The film industry is dominated by stars, who are often referred to as the “Kings of Bollywood.” These actors can earn millions of dollars per movie and have a huge influence on box office ticket sales. Despite this, the industry is changing as more female directors and writers enter the field. These filmmakers are reshaping Bollywood’s narrative by addressing social issues such as feminism and wealth inequality.

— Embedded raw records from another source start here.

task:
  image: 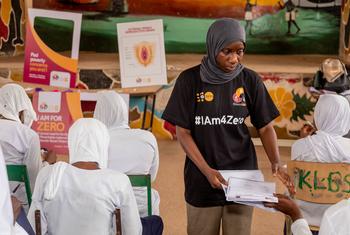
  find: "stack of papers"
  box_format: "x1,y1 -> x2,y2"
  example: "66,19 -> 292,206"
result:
220,170 -> 278,211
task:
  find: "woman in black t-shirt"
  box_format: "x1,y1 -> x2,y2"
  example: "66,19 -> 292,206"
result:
163,18 -> 288,235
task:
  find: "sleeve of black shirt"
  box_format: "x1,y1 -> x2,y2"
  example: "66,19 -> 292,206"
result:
162,70 -> 195,129
249,75 -> 280,129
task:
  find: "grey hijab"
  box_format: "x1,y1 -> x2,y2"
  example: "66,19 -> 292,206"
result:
200,18 -> 245,84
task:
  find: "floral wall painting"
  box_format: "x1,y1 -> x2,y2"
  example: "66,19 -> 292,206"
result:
0,0 -> 25,56
339,0 -> 350,65
33,0 -> 342,54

For a show about young graduates at a financial firm, Industry (HBO/BBC Two) takes a pretty old-school approach to the world it inhabits. Rather than the lacquered sheen that adorns everything from Billions to The Paper Chase, this series has a greyed-out London look and an icy tint to its photography. It depicts a city that’s hard and unforgiving, where if market misfortune doesn’t destroy you, your bosses and competitors surely will.
And yet it also feels fresh and vibrant, thanks to the appealing cast led by Jesse Duplass’ mercurial billionaire Harper and Helena Bonham Carter’s no-nonsense head of risk Eric. These characters have a sense of purpose that’s hard to resist, even when they’re acting like spoiled brats or getting ripped off by their clients. This season, the show continues to explore sex and power reversals as it nails post-lockdown anxiety, satirizes shifting workplace mores, and amplifies a certain tycoon mania.
It’s the first time I’ve seen a show depict these people as fully human, not caricatures or villains. It’s the same with the way it treats drugs, sex, and work. When it comes to sex, the young traders in Industry are not exactly the best role models — they hedonize with abandon and have little regard for their bodies or personal lives. But when it comes to the work, they’re a different story: These neophytes have no qualms about putting in long hours and hustling to prove themselves.
But it’s Bonham Carter who’s the show’s undisputed star, and she’s the perfect choice to anchor this portrait of entitled young adults in crisis. She’s a force to be reckoned with, but she doesn’t shy away from showing how vulnerable she can be when her confidence is shaken.
In the end, what separates Industry from its ilk is its ability to convey the anxieties and insecurities that can make or break a career. It’s a series to watch for the money, but the people on display could be any of us. And for that, it deserves a recommendation. Besides the sex and drugs, Industry is worth it for its smartly written characters, expertly delivered performances, and gripping pace.